Hubert Védrine se lève et rejoint la barre. Il s’excuse d’avoir une voix enrouée. « J’endure depuis 27 ans des accusations. […] Trop, c’est trop. Je me suis dit que je ne pouvais pas ne pas répondre. Je n’ai joué aucun rôle dans l’affaire et j’ai d’ailleurs eu l’occasion de rencontrer Kagame ensuite, en 2001, 2002, on a parlé de la situation au Congo. Si les accusations étaient vraies, il ne m’aurait jamais reçu. » Hubert Védrine tente sans grand succès de se départir de l’attitude méprisante qu’il montre d’habitude lorsqu’il est interrogé publiquement. Il parle sans notes, sur un ton nonchalant. Il n’y met ni forme ni efforts, sûr de sa bonne foi. Il répète que, selon lui, l’intervention de la France n’a pas conduit au génocide mais aux accords d’Arusha. Concernant sa responsabilité, il minimise son rôle : « De [19]91 à [19]95, j’avais mille choses à traiter. Je ne me suis jamais occupé spécialement de l’affaire. » Quelques instants plus tard, Védrine se contredit : « J’en parlais tous les jours avec Juppé. Moi je pensais qu’on ne pouvait pas revenir comme ça [au Rwanda, ndlr]. Il nous fallait la logistique américaine. » Citant le général Sartre, engagé au Rwanda en 1994, Me Le Gall rappelle que le secrétaire général de l’Élysée coordonnait la politique décidée par Mitterrand. Védrine reprend alors sa litanie : « Je n’ai jamais rien géré, je n’ai jamais été coordonnateur », « Je n’ai rien coordonné. »
Pour finir, son avocat, Me Mennucci, salue le fait que « le temps d’une après-midi au moins, il y aura eu un débat contradictoire sur le rôle de la France dans le génocide rwandais, ce qui n’est pas le cas sur les réseaux sociaux. » Étrange satisfecit, puisque depuis la parution du rapport Duclert, la responsabilité de la France est établie. Me Mennucci poursuit son argumentaire douteux : « Le juge doit-il, au nom d’un impératif de vérité, renoncer à protéger l’honneur de la personne visée ? […] Je ne crois pas que la controverse historique autorise tout cela. » ll ne tente pas de prouver une éventuelle mauvaise foi de Guillaume Ancel et se borne à appeler au respect de la présomption d’innocence. Il demande un euro symbolique de dommages et intérêts et le retrait des publications.

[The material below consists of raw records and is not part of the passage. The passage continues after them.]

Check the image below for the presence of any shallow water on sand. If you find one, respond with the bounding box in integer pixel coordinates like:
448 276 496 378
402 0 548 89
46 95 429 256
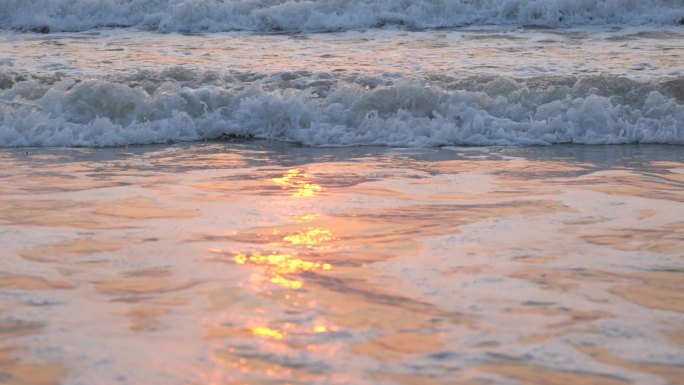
0 142 683 385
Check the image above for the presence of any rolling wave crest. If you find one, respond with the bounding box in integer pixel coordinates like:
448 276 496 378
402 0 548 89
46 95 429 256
2 0 684 33
1 68 683 147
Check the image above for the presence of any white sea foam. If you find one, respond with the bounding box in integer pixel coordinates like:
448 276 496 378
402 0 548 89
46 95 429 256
1 70 682 147
2 0 683 33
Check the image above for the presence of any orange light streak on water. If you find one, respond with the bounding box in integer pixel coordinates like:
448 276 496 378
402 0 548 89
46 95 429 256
234 252 332 289
271 169 322 197
251 326 286 340
283 228 335 248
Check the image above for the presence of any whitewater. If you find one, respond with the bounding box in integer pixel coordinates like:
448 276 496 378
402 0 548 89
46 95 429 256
3 0 684 33
2 3 684 385
0 0 683 147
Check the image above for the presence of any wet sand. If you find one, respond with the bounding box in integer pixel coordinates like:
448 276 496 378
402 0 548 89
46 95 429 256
0 142 682 385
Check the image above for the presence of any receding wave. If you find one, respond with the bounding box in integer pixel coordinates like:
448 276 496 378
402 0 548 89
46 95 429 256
1 68 682 147
2 0 684 33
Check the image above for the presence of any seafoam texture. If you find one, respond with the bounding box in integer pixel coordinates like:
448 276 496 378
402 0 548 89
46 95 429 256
1 0 684 32
1 72 683 147
0 1 682 148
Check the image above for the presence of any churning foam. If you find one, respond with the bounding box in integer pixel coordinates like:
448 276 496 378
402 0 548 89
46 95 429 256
2 0 684 33
1 2 683 148
1 70 682 147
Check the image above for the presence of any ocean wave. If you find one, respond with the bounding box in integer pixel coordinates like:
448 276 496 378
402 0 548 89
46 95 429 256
1 68 682 147
2 0 684 33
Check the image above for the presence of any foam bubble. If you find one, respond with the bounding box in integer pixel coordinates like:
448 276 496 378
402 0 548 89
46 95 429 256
2 0 683 33
1 70 682 147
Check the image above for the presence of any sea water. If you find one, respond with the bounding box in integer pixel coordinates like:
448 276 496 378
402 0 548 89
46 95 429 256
1 142 684 385
0 1 683 385
0 0 683 147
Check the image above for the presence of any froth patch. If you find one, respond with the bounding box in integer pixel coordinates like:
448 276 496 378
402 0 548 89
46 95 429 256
2 0 684 33
1 73 682 148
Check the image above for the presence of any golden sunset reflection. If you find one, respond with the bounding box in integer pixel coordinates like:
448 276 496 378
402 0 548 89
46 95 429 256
247 323 334 342
251 326 286 340
199 168 342 381
283 228 335 248
3 139 683 385
234 252 332 289
294 213 319 222
271 169 322 197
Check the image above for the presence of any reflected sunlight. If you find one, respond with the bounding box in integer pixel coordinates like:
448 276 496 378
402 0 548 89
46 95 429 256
294 213 319 222
271 169 322 197
234 252 332 289
251 326 285 340
283 228 335 248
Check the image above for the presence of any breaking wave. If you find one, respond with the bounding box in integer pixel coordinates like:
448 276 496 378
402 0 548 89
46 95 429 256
1 68 683 147
2 0 684 33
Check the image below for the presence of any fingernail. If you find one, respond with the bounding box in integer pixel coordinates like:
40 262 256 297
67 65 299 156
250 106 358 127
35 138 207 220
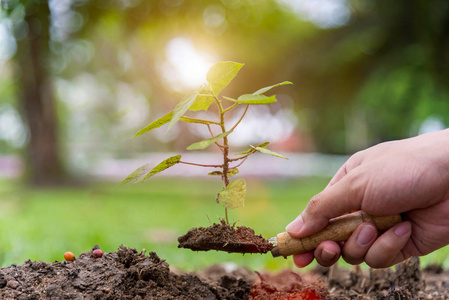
357 224 376 246
321 248 337 261
394 222 410 237
286 214 304 234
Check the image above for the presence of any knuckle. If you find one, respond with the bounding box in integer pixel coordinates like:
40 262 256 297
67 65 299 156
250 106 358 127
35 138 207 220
305 194 322 216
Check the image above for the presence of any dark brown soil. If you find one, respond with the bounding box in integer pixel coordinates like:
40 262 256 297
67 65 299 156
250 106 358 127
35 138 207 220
315 256 449 299
0 245 251 300
1 245 448 299
177 220 274 254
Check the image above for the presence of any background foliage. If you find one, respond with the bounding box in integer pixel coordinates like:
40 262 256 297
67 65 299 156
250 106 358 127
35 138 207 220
0 0 448 183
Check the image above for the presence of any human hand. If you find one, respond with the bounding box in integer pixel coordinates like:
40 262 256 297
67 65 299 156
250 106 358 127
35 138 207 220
286 129 449 268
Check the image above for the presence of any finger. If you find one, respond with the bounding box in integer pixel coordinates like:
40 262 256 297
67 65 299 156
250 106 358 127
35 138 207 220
341 223 378 265
292 251 315 268
314 241 341 267
364 222 412 268
286 170 366 238
326 153 363 188
326 164 348 188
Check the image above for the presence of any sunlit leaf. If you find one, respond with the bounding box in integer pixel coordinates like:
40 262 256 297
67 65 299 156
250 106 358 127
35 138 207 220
206 61 244 96
224 95 276 104
238 94 277 104
120 163 152 185
252 146 288 159
189 94 215 111
168 91 199 130
253 81 293 95
180 116 216 125
216 179 246 209
141 155 182 180
134 111 173 137
186 131 232 150
237 142 270 155
112 105 133 120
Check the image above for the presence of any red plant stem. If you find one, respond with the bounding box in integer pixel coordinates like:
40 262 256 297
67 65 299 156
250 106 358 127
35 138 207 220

La procureure de la République rappelle alors au tribunal ce qu’il va être tenu de juger. Elle élimine cinq citations incriminées qui, selon elles, ne relèvent manifestement pas de la diffamation publique envers un fonctionnaire.
Au terme de presque sept heures d’audience, la dernière prise de parole revient à l’avocate du prévenu : « Une nation se grandit toujours d’éclairer les zones d’ombre de son histoire. Tous ont reconnu le rôle de la France, même [Bernard] Kouchner. Mais une position est apparue isolée, celle de Védrine. Alors oui, Guillaume Ancel a cherché légitimement à interpeller Hubert Védrine pour obtenir des explications. Pour Hubert Védrine, la liberté d’expression s’arrête là où commence une vérité qui dérange. »
Le jugement sera rendu le 16 mai 2022. La désinvolture manifeste avec laquelle ce procès a été abordé par Hubert Védrine et son avocat a surpris dans les rangs des soutiens de Guillaume Ancel. Ce procès aura été l’occasion de confirmer qu’Hubert Védrine fait toujours preuve d’une légèreté indécente face aux enjeux de cette affaire. Il demeure la gardien du temple mitterrandien et le porte-parole de tous ceux qui continuent à nier les responsabilités françaises dans le génocide des Tutsis.